Potentiality of shoot-specific gene involvement in shoot and leaf development
The expression of the six candidate genes showing shoot-specific patterns was further verified using RT-qPCR. We determined the expression of these six genes in seven tissues, including leaf, shoot, sepal, petal, stamen, pistil and stem tissues (Figure 4B). Consistent with the RNA-seq results, the patterns of LcERF94, LcERF96 and LcERF98, which are from the AP2 subfamily, were relatively shoot specific. LcERF58 and LcERF63, which are from Group VIII in the ERF subfamily, were primarily expressed in shoot as well as flower. However, LcERF57 was not amplified from cDNA or gDNA after repetitive optimization of primer design and the amplification conditions; as a result, we did not describe its function in the following assay (details are not discussed in this article). Considering the potential functions annotated in the NCBI GenBank and Gene Ontology (GO) databases, dual roles may exist for these three genes in Group VIII, as we inferred. Moreover, this conjecture has been clarified in previous studies, which have proven that ERF VIII subgroup genes play an important role in in vitro shoot regeneration and development [32].

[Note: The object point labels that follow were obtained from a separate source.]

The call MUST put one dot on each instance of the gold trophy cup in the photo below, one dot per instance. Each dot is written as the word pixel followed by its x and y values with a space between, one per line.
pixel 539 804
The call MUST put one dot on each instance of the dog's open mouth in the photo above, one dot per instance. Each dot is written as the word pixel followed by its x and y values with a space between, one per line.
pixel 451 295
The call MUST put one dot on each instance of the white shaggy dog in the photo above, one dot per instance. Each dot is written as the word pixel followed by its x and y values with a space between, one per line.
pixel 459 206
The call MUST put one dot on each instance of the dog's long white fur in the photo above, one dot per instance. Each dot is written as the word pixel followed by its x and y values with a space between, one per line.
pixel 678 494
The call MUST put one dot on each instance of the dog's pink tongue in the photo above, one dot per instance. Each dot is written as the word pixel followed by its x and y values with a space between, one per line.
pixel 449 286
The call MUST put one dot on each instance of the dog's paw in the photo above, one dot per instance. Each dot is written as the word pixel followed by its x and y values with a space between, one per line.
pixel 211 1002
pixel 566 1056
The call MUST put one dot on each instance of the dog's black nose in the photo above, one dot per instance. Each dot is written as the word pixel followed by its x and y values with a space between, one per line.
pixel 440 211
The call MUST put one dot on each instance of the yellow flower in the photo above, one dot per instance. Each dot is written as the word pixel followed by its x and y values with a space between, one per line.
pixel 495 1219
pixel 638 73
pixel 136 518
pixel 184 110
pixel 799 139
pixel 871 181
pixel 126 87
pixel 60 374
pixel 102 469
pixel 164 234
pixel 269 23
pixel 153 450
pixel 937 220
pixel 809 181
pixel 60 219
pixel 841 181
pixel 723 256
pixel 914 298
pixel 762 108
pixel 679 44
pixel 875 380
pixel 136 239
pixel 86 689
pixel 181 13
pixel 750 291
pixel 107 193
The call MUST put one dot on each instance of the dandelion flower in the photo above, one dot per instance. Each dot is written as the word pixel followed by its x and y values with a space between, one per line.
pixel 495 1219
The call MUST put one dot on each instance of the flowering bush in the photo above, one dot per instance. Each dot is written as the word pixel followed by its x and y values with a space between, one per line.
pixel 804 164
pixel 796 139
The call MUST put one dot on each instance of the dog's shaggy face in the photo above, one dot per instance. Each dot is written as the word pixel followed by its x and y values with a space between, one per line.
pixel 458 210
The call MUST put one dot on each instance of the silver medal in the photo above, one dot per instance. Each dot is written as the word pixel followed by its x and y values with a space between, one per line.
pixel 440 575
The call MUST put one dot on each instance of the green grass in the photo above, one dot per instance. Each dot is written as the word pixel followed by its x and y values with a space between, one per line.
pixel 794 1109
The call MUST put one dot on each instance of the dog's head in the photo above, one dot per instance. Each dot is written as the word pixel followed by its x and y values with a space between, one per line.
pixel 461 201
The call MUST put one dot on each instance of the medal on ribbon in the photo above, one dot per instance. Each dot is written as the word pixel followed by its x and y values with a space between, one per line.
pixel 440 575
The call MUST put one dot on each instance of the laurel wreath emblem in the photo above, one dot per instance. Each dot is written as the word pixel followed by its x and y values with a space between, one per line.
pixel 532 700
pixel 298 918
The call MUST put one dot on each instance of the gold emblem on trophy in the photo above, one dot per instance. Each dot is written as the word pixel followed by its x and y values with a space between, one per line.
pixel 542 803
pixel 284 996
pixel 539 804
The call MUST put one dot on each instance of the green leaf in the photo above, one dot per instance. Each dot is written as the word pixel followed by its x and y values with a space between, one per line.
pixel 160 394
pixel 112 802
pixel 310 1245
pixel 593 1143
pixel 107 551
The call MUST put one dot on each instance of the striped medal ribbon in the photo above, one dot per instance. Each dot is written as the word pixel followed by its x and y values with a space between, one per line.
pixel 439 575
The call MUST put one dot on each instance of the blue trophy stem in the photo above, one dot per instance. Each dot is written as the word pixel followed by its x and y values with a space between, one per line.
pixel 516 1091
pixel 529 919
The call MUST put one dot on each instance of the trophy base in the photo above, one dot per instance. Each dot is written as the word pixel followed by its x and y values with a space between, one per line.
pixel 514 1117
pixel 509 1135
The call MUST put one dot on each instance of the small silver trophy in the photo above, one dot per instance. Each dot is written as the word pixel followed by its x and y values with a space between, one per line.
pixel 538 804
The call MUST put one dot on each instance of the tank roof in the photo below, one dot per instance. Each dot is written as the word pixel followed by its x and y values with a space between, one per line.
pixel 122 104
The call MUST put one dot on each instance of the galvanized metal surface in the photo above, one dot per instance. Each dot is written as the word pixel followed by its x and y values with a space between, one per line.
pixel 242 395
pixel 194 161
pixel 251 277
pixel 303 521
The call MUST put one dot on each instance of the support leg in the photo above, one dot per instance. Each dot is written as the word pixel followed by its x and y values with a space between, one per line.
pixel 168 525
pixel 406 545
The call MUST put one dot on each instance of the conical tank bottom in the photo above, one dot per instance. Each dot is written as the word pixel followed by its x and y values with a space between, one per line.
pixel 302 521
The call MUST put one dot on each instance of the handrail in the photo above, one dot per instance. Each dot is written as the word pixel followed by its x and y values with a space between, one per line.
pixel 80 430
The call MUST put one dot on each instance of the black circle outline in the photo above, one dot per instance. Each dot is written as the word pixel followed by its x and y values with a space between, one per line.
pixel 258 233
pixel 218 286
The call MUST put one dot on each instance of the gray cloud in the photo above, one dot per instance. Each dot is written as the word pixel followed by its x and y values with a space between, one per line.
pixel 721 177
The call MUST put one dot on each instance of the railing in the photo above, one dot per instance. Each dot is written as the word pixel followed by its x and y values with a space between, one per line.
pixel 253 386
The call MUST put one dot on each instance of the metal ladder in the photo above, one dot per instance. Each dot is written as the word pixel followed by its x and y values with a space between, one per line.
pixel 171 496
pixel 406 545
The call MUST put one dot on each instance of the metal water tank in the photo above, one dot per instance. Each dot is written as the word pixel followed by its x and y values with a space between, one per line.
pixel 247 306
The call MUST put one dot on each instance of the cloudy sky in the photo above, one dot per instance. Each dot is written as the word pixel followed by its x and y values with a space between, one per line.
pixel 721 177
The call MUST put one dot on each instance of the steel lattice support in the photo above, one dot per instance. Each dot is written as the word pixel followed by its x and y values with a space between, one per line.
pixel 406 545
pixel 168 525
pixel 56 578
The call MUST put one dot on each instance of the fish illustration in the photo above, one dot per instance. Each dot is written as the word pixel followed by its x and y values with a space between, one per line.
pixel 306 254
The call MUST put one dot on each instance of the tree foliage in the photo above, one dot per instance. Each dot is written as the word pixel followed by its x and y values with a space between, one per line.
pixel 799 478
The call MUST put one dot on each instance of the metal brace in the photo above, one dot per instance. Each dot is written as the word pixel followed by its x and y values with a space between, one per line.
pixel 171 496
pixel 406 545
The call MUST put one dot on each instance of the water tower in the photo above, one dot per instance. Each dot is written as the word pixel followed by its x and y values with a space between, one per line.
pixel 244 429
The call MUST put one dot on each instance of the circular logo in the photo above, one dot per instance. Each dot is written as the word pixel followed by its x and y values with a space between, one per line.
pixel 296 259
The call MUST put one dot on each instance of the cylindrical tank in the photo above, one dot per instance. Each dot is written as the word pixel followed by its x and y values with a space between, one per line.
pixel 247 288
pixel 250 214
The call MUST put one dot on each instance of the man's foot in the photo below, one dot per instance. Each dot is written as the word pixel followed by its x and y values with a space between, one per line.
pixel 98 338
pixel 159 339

In addition to these expression patterns, we further illustrated the molecular functions by separating shoots into multiple layers of tender leaves and then detecting the expression of the candidate genes in different leaf development stages (Figure 6A). RT-qPCR was performed to detect the expression of target genes from P1 to P6 as well as the SAM (Figure 6B). The results revealed that different expression patterns were present among different subfamily genes. Specifically, expression of the LcERF58 genes was gradual, rising from P1 to P6, yet the exact opposite was observed for LcERF94, LcERF96 and LcERF98 from the LcAP2 subfamily as well as LcERF63 from the ERF group VIII. Opposite expression patterns in leaf primordia (P1 ~ P2) and tender leaves (P3 ~ P6) suggest that the functions of these genes were fairly different in regulating shoot and leaf development. Compared to the expression of LcERF58/63, LcERF94/96/98 were specifically expressed in shoots, and their expression was almost 100 times that of other tissues. These results also indicated that LcERF94/96/98 genes may play an essential as well as unique role both in the development and morphogenesis of shoots and leaves.
Subcellular localization of LcERF genes
To investigate the potential function of AP2 genes in transcriptional regulation, we detected the subcellular localization of LcERF94/96/98 using young tobacco leaves. Confocal microscopy was used to observe and photograph the transient transformed lower epidermal cells of tobacco leaves, and visible, GFP fluorescence, chlorophyll fluorescence and merge field images were obtained (Fig. 7). 35S::GFP, as a control sample, showed GFP fluorescence in the whole cell. The GFP fluorescence of pBI121-35S::GFP-LcERF94/96/98 were observed only in the nucleus, which is consistent with the characteristics of TFs, and these histological observations demonstrated the alleged role of LcERF94/96/98 as TFs localized in the nucleus.